You can use whatever development practices you are comformable with.  But
if you want some hints for getting started, consider the following:

  1.  Compile the "wapptclsh" executable.  You do not need a separate
      interpreter to run Wapp.  A standard "tclsh" will work fine.  But
      "wapptclsh" contains the a built-in copy of "wapp.tcl" and it
      has SQLite compiled in.  We find it convenient to use.  The sequel
      will assume you have "wapptclsh" somewhere on your $PATH.

  2.  Seed your application using one of the short scripts shown above,
      or perhaps one of the [examples](/file/examples) in this repository.

  3.  Make a few simple changes to the code.

  4.  Run "wapptclsh yourcode.tcl" to test your changes.  Use the --trace
      option to list each HTTP request URI as it is encountered.  Use the
      --lint option to scan the application code for dodgy constructs that
      must be a security problem.

  5.  Goto 3.  Continue until your application is working.

  6.  Move the "yourcode.tcl" file to your server for deployment.
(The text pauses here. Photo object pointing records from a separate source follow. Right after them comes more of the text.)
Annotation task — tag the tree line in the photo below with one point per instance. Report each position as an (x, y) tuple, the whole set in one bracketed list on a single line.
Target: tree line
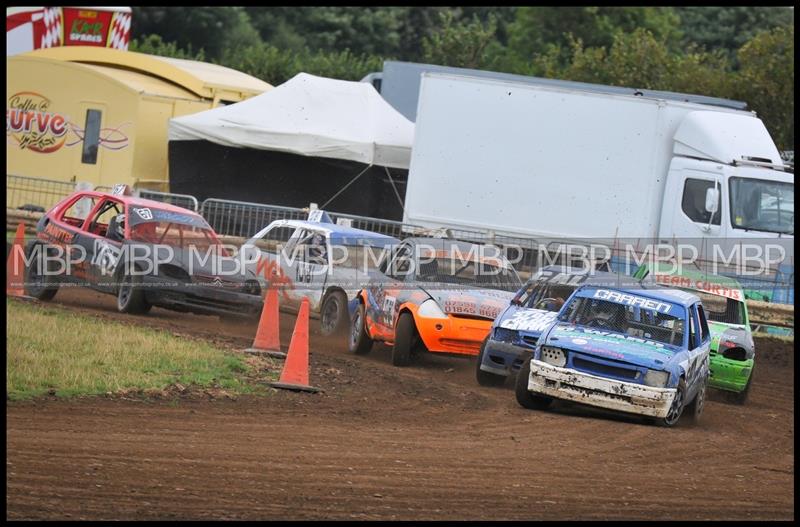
[(743, 53)]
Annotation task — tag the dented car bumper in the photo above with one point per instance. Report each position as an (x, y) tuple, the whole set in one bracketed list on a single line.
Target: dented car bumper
[(572, 385)]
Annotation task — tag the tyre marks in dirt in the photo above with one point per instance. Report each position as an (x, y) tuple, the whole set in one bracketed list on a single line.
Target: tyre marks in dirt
[(424, 442)]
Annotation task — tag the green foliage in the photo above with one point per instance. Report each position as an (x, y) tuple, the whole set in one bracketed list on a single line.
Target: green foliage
[(154, 45), (459, 44), (536, 28), (212, 29), (277, 66), (734, 52), (766, 81), (729, 28)]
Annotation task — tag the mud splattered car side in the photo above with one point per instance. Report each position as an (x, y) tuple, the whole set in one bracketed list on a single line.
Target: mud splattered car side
[(638, 351), (434, 295), (732, 346), (515, 333)]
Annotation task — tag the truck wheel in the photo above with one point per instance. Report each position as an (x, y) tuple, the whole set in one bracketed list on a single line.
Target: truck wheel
[(360, 343), (41, 286), (741, 397), (486, 378), (676, 410), (525, 398), (695, 408), (333, 316), (403, 340), (130, 295)]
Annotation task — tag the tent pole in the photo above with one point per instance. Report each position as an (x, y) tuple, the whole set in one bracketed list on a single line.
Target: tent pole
[(345, 187), (396, 193)]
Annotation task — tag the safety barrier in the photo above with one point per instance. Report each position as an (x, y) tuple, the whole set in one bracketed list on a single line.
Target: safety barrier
[(179, 200), (241, 218), (244, 219), (35, 194)]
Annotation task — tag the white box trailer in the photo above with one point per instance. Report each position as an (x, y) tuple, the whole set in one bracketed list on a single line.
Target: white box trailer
[(552, 162)]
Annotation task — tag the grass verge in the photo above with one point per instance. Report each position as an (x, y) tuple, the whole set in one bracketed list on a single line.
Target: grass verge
[(50, 350)]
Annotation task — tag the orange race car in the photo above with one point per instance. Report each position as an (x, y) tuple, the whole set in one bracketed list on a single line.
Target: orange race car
[(432, 294)]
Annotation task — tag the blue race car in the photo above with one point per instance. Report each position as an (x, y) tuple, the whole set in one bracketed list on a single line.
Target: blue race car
[(515, 332), (642, 351)]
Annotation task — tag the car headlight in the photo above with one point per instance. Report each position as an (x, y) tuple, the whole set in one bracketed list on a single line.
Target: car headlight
[(430, 309), (505, 335), (656, 378), (554, 356)]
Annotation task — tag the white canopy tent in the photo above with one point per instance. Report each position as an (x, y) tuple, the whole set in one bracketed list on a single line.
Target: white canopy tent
[(309, 116)]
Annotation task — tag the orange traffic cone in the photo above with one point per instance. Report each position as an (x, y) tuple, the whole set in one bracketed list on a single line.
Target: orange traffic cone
[(295, 370), (15, 267), (267, 341)]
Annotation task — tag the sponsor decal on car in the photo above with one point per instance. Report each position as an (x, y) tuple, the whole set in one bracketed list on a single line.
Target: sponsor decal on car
[(529, 320)]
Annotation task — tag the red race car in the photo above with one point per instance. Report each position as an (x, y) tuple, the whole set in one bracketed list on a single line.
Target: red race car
[(144, 252)]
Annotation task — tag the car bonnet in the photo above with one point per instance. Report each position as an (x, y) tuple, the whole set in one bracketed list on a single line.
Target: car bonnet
[(611, 345)]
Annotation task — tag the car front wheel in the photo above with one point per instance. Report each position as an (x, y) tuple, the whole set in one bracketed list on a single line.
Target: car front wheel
[(486, 378), (130, 295), (360, 343), (676, 409), (403, 340), (39, 282), (333, 316), (525, 398)]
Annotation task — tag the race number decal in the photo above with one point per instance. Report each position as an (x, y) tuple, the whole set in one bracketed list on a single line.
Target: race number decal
[(388, 304), (532, 320), (303, 273), (145, 214)]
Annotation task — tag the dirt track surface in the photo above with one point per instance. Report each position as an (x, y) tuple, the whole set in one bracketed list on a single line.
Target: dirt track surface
[(424, 442)]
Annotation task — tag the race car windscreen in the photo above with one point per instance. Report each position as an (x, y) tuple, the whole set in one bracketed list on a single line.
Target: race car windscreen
[(722, 309), (541, 295), (157, 226), (629, 315), (450, 268)]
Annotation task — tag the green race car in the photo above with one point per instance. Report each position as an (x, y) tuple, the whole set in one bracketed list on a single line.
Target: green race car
[(732, 348)]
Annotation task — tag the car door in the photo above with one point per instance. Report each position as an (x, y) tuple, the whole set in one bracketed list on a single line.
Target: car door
[(386, 293), (104, 249), (271, 263), (309, 266), (696, 365)]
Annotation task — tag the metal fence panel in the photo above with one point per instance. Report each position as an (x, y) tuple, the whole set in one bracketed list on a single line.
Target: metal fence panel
[(244, 219), (179, 200), (38, 194)]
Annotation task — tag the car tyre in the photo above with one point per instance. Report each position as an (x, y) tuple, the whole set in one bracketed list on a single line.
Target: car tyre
[(333, 315), (360, 343), (677, 407), (525, 398), (741, 397), (403, 340), (131, 296), (486, 378), (40, 287), (695, 408)]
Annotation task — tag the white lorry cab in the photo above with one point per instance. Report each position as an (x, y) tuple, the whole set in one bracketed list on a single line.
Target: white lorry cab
[(555, 162)]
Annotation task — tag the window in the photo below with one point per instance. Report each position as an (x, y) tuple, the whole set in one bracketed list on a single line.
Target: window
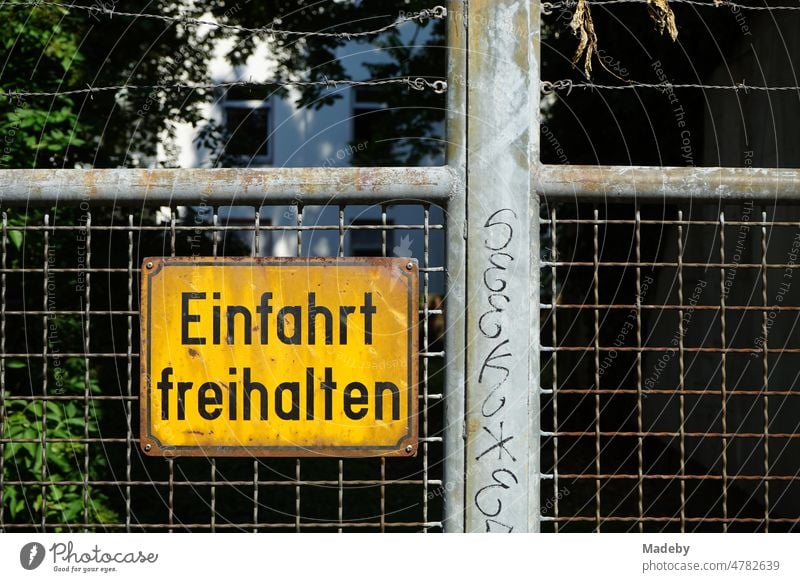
[(248, 131), (370, 115)]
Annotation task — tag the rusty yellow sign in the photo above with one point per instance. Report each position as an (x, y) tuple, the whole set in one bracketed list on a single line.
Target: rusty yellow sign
[(279, 357)]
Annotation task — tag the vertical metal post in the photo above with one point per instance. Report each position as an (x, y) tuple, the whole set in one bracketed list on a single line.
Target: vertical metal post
[(453, 484), (502, 396)]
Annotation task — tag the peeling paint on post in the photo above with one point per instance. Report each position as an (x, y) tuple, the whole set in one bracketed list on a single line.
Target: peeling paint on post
[(502, 322)]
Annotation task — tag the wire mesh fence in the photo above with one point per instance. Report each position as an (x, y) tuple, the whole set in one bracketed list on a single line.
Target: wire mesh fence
[(669, 369), (69, 381)]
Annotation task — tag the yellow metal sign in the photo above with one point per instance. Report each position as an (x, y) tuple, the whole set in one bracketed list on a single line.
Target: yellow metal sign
[(279, 357)]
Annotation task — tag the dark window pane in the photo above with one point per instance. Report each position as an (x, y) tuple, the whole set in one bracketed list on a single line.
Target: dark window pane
[(248, 130)]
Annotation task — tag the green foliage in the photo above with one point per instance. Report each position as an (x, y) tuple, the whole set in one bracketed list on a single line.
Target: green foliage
[(44, 447), (42, 49)]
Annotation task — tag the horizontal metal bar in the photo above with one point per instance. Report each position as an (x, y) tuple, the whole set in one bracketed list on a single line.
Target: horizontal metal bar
[(675, 391), (645, 349), (686, 265), (671, 477), (293, 526), (226, 186), (674, 434), (654, 184), (702, 519), (232, 483), (207, 228), (658, 307)]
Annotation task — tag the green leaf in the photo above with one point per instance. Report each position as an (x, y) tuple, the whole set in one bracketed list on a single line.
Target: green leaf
[(15, 236)]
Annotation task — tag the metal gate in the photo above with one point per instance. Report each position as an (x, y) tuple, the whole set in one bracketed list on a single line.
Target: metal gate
[(486, 447)]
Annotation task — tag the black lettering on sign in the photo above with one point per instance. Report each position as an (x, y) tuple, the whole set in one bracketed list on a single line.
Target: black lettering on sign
[(495, 369), (495, 309), (499, 444), (485, 492)]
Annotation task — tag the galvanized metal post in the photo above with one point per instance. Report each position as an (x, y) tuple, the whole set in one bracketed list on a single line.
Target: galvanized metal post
[(456, 300), (502, 401)]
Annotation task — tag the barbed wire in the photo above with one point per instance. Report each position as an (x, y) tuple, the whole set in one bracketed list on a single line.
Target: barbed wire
[(416, 83), (549, 7), (437, 12), (549, 87)]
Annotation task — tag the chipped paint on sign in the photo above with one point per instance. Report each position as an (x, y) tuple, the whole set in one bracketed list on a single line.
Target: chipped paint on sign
[(279, 357)]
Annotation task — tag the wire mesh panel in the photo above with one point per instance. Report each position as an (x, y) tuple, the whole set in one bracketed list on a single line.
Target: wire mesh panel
[(69, 376), (669, 368)]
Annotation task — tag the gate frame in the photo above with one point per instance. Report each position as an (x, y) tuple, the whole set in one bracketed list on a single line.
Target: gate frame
[(491, 482)]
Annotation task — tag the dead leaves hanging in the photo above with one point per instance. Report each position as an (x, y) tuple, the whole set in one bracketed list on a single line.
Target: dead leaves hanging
[(583, 27), (663, 16)]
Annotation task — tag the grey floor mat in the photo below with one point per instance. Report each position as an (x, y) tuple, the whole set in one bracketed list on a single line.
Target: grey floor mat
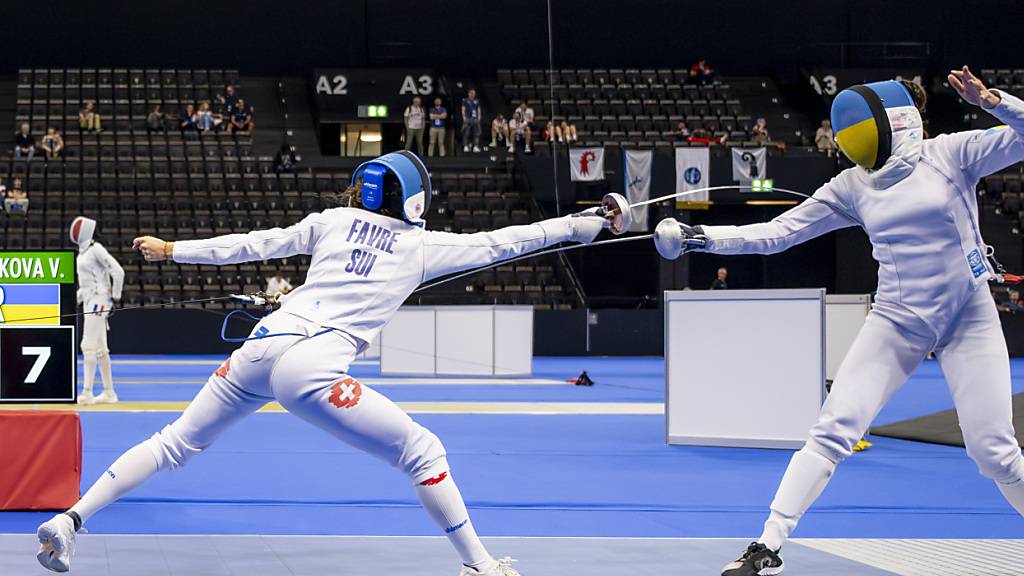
[(943, 427)]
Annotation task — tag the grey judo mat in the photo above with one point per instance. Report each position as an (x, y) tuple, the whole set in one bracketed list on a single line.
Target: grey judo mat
[(369, 556), (943, 427)]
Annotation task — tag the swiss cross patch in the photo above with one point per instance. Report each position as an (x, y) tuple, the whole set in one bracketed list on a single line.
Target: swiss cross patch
[(346, 393), (224, 368)]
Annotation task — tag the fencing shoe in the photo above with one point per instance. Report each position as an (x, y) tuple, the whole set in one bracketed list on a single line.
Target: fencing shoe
[(503, 568), (757, 561), (107, 397), (56, 543)]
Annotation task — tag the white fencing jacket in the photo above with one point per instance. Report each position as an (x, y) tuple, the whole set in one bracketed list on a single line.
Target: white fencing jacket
[(366, 264), (99, 275), (920, 211)]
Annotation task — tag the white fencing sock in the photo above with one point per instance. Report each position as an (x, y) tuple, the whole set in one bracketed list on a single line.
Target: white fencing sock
[(131, 469), (90, 373), (443, 502), (804, 480), (1014, 493), (104, 372)]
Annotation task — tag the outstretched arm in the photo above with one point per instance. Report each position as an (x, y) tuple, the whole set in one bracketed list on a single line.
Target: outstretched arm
[(986, 152), (235, 248), (817, 215), (444, 252)]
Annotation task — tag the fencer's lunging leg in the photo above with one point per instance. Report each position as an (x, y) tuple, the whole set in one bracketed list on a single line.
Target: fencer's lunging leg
[(310, 382), (976, 364), (219, 405), (879, 363)]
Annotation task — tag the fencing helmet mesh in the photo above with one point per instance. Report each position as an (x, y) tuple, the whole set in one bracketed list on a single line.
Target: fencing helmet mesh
[(82, 230), (397, 181), (865, 118)]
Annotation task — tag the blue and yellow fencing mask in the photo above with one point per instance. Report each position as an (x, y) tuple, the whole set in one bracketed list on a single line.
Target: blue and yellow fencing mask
[(397, 181), (865, 118)]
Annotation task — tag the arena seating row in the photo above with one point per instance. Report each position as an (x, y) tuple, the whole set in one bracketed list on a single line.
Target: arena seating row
[(597, 76)]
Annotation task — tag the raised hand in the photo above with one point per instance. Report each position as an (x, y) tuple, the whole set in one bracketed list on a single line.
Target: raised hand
[(972, 89)]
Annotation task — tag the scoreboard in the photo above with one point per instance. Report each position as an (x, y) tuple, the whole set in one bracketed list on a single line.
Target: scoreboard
[(37, 339)]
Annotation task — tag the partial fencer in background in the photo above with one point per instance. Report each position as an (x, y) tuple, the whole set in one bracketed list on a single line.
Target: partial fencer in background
[(100, 279)]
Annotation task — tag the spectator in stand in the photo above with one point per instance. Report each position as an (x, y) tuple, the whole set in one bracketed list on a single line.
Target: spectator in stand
[(520, 131), (719, 283), (206, 119), (242, 120), (15, 200), (500, 131), (189, 123), (1012, 305), (88, 118), (825, 139), (52, 144), (759, 132), (701, 73), (563, 132), (25, 142), (155, 120), (278, 285), (471, 121), (228, 100), (286, 160), (438, 127), (414, 118), (681, 133)]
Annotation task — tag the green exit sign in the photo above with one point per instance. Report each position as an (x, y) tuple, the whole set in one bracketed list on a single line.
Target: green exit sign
[(373, 111)]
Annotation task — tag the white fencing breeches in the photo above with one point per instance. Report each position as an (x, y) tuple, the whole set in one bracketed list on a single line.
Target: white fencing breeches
[(94, 351), (976, 365)]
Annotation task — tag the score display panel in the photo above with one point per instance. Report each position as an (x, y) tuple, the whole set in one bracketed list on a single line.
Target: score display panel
[(37, 345)]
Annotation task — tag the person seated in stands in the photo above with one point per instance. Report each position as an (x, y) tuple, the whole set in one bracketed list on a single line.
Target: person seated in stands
[(519, 129), (189, 123), (701, 73), (438, 126), (52, 144), (1013, 304), (88, 118), (228, 99), (681, 133), (286, 160), (560, 132), (15, 200), (206, 119), (500, 131), (25, 142), (155, 120), (825, 139), (759, 132)]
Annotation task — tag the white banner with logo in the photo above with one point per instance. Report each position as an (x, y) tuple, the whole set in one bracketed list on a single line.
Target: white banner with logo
[(587, 164), (692, 172), (749, 163), (638, 173)]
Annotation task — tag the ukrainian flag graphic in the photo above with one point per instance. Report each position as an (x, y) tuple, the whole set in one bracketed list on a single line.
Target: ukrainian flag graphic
[(30, 303)]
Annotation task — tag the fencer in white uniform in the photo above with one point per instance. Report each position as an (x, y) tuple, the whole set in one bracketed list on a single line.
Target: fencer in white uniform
[(366, 261), (100, 279), (915, 199)]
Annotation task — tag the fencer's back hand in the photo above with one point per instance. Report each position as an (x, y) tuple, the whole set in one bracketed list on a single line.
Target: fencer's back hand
[(972, 89), (153, 249), (587, 224)]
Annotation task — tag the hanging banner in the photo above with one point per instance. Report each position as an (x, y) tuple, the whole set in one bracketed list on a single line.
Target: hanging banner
[(587, 164), (638, 172), (749, 164), (692, 172)]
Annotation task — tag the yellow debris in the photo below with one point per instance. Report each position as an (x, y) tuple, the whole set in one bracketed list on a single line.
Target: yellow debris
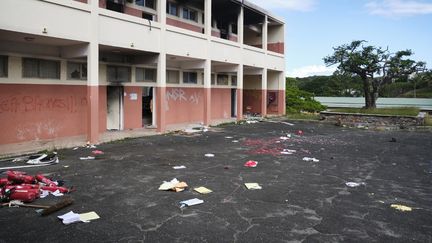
[(400, 207)]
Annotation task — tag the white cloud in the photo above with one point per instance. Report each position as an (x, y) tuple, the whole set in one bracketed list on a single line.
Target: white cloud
[(295, 5), (311, 70), (399, 8)]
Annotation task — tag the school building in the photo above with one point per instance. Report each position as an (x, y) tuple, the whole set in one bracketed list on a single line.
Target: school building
[(82, 68)]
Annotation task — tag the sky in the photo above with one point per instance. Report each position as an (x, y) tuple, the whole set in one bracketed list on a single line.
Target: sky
[(314, 27)]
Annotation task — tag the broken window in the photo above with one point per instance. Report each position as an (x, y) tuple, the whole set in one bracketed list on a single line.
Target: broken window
[(222, 79), (118, 74), (190, 78), (172, 77), (77, 71), (3, 66), (233, 80), (145, 75), (172, 8), (39, 68), (190, 14)]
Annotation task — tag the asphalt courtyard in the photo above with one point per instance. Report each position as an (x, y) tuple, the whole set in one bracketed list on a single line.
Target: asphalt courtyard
[(300, 201)]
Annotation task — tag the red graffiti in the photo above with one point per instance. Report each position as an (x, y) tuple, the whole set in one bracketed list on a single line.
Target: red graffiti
[(35, 103)]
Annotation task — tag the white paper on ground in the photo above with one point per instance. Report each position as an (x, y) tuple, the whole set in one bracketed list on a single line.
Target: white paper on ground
[(310, 159), (191, 202), (179, 167), (70, 218)]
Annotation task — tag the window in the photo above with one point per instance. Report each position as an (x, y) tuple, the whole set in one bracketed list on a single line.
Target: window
[(145, 75), (3, 66), (172, 8), (190, 78), (145, 3), (77, 71), (190, 14), (39, 68), (173, 77), (118, 74), (233, 80), (222, 79)]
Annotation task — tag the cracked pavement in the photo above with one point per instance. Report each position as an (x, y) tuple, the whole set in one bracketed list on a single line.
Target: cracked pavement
[(300, 201)]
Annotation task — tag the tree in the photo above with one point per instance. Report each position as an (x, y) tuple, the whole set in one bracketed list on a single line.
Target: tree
[(374, 65)]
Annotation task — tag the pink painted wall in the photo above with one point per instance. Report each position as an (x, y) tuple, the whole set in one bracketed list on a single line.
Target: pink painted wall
[(220, 103), (276, 47), (132, 108), (184, 105), (252, 99), (184, 25), (36, 112)]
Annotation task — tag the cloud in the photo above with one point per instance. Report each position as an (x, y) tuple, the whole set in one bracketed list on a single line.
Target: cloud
[(294, 5), (399, 8), (311, 70)]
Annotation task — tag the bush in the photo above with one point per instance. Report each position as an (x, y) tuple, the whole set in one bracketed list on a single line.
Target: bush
[(299, 100)]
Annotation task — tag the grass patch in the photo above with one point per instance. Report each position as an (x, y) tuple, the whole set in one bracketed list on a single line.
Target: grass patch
[(401, 111), (303, 116)]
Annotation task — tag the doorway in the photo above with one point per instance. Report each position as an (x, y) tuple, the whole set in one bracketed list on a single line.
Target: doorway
[(114, 107), (233, 102), (147, 106)]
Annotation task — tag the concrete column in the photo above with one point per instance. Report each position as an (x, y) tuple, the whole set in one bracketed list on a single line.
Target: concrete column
[(207, 92), (240, 25), (240, 92), (207, 17), (161, 93), (93, 77), (264, 92), (265, 33), (161, 11)]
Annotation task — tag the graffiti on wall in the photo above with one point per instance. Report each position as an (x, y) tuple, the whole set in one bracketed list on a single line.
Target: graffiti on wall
[(180, 95), (35, 103)]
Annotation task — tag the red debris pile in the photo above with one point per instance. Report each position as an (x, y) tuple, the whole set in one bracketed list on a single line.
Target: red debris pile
[(20, 186)]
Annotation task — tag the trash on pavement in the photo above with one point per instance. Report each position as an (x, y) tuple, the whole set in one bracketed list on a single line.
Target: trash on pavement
[(191, 202), (174, 185), (203, 190), (402, 208), (253, 186), (179, 167), (310, 159), (251, 163), (354, 184)]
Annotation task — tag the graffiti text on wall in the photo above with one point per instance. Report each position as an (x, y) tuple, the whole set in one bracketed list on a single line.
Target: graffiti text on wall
[(35, 103)]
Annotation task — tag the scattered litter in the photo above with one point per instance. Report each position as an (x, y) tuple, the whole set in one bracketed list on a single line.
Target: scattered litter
[(251, 163), (87, 217), (253, 186), (203, 190), (179, 167), (310, 159), (174, 185), (191, 202), (354, 184), (400, 207)]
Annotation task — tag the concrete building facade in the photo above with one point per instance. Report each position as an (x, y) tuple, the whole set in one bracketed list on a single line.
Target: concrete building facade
[(82, 67)]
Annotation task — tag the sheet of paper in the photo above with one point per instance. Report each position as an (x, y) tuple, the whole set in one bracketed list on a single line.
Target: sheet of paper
[(86, 217), (203, 190)]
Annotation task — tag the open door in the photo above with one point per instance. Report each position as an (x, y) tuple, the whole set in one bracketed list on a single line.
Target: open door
[(114, 107)]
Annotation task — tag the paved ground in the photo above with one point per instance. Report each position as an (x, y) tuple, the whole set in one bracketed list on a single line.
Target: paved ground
[(300, 201)]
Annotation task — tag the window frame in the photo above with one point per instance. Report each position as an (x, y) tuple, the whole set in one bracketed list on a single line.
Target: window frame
[(5, 66), (41, 61)]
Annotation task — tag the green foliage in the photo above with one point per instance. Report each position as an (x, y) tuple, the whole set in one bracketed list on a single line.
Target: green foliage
[(400, 111), (298, 100)]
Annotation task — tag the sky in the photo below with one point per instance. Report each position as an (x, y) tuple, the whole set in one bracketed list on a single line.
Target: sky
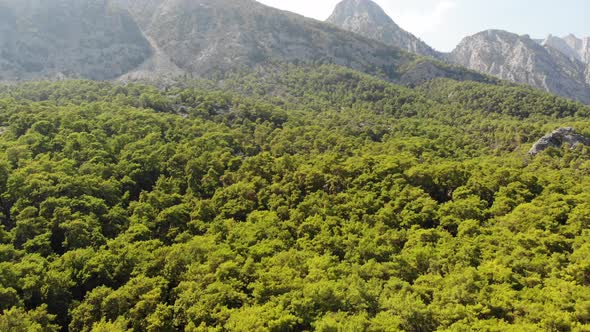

During the loop between steps (3) and (5), there is no web server sitting
in between the application and your browser, which means there is no
translation or interpretation of traffic.  This can help make debugging
easier.  Also, you can add "puts" commands to the application to get
interactive debugging information on your screen while the application
is running.

8.0 Limitations
---------------

Each Wapp process is single-threaded.
The fileevent command is used to allow accepting multiple simultaneous
HTTP requests.  However, as soon as a complete request is received, and
the "wapp-page-NAME" proc runs, all other processing is suspended until 
that proc completes.
Hence, a long-running "wapp-page-NAME" proc can cause the system to
become unresponsive.
If this is a problem, the Wapp application can be run in CGI mode.
In CGI mode, the overlying webserver will start a separate Wapp process
for each request, and there are no limits on the number of simultaneous
Wapp processes.

The POST data parser for Wapp currently only understands
application/x-www-form-urlencoded content.  Wapp does not (currently)
have a decoder for multipart/form-data content.  A multipart/form-data
decoder might be added in the future.  Or, individual applications can
implement their own multipart/form-data decoder using the raw POST data
held in the CONTENT parameter.

9.0 Design Rules
----------------

All global procs and variables used by Wapp begin with the four character
prefix "wapp".  Procs and variable intended for internal use begin with
the seven character prefix "wappInt".